DETAILED DESCRIPTION OF THE INVENTION

[0001]

BACKGROUND OF THE INVENTION 1. Field of the Invention The present invention relates to an image reading apparatus such as a copying machine and a facsimile apparatus, and more particularly to detection of dust in an image flow reading apparatus.

[0002]

2. Description of the Related Art Conventionally, when dust is detected in this type of apparatus, the density of a white conveyor belt is partially sampled, and an average density is obtained to determine a threshold value. Then, dust detection is performed by comparing with the read data. Detection is performed a plurality of times, and dust is determined by counting the number of times of detection for each pixel position.

[0003]

However, a memory for storing sampling data is required to obtain the average density of the conveyor belt, and a line memory is also required to count dust for each pixel. It is limited to the number of samplings within the range of numbers.
That is, in order to detect dust with higher accuracy, it is necessary to increase the memory capacity.
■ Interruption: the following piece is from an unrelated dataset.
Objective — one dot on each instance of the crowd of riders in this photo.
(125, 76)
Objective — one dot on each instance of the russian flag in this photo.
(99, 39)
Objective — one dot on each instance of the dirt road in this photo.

The present invention has been made in view of the above circumstances, and it is an object of the present invention to provide an image reading apparatus and an image reading method capable of detecting dust with high accuracy with a smaller memory capacity.

[0005]

According to the present invention, there is provided an image reading apparatus comprising: conveying means for sequentially conveying a plurality of documents; reading means for reading a document conveyed to a document table in a conveying state; and output of the reading means. Resolution conversion means for converting the resolution of the data, storage means having a capacity corresponding to the number of pixels of one line of the original image subjected to the resolution conversion, and comparing the output of the resolution conversion means with the corresponding data of the storage means An image reading apparatus comprising: a comparing unit that performs a reading operation; and a control unit that controls each of the units. The controlling unit stores a maximum value of a plurality of pieces of read pixel data in the storage unit after reading a plurality of lines. After controlling the comparison means as described above, the presence / absence and position of dust on the document table are detected by referring to data in the storage means.
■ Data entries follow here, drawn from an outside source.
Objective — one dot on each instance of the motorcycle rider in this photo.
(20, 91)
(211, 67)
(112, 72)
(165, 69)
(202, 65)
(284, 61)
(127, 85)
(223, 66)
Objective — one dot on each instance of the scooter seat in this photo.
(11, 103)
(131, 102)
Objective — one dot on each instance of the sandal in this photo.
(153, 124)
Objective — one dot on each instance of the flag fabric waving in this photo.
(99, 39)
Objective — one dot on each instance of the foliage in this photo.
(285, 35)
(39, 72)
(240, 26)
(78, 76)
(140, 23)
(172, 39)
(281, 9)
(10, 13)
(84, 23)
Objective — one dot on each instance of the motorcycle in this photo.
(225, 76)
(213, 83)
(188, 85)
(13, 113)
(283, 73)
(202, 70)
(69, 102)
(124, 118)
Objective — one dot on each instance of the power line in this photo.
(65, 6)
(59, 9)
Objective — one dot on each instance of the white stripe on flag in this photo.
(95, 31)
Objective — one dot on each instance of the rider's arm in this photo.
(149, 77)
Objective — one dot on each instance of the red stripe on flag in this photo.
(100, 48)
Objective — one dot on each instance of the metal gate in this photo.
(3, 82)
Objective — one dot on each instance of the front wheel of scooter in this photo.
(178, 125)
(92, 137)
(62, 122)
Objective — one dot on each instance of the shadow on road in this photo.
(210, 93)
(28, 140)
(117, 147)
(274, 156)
Further, in the image reading apparatus of the present invention, dust is erased by replacing a pixel corresponding to the detected position of dust with pixel data adjacent thereto.

Further, in the image reading apparatus of the present invention, the dust is erased by replacing a pixel corresponding to the detected position of the dust with pixel data inputted one pixel earlier than the pixel. I do.

The image reading method according to the present invention further comprises a conveying step of sequentially conveying a plurality of originals, a reading step of reading the originals conveyed to the original platen in a conveying state, and a resolution of output data in the reading step. A resolution conversion step of converting, a storage step of storing the number of pixels of one line of the resolution-converted original image, a comparison step of comparing an output in the resolution conversion step with corresponding data in the storage step, And a control step of controlling the step, after reading a plurality of lines, after comparing in the comparison step so that the maximum value of the plurality of pixel data read in the storage step is stored, the It is characterized in that the presence / absence and position of dust on the platen are detected by referring to data in the storage step.

Further, in the image reading method of the present invention, dust is erased by replacing a pixel corresponding to a detected dust position with pixel data adjacent thereto.

Further, in the image reading method of the present invention, the dust is erased by replacing a pixel corresponding to the detected position of the dust with pixel data inputted one pixel before the pixel. I do.

According to another aspect of the present invention, there is provided an image reading apparatus comprising: conveying means for sequentially conveying a plurality of originals; reading means for reading an original conveyed to an original table in a conveying state; and requantization of output data of the reading means. Requantization means for performing quantization, storage means having a capacity corresponding to the number of pixels of one line of a requantized original image, and comparing the output of the requantization means with the corresponding data of the storage means An image reading apparatus comprising: a comparing unit that performs control and a control unit that controls each of the units, wherein the control unit performs requantization of a plurality of pixel data read in the storage unit after reading a plurality of lines. After controlling the comparing means so that the maximum value is stored, the presence or absence and the position of dust on the document table are detected by referring to the data in the storing means.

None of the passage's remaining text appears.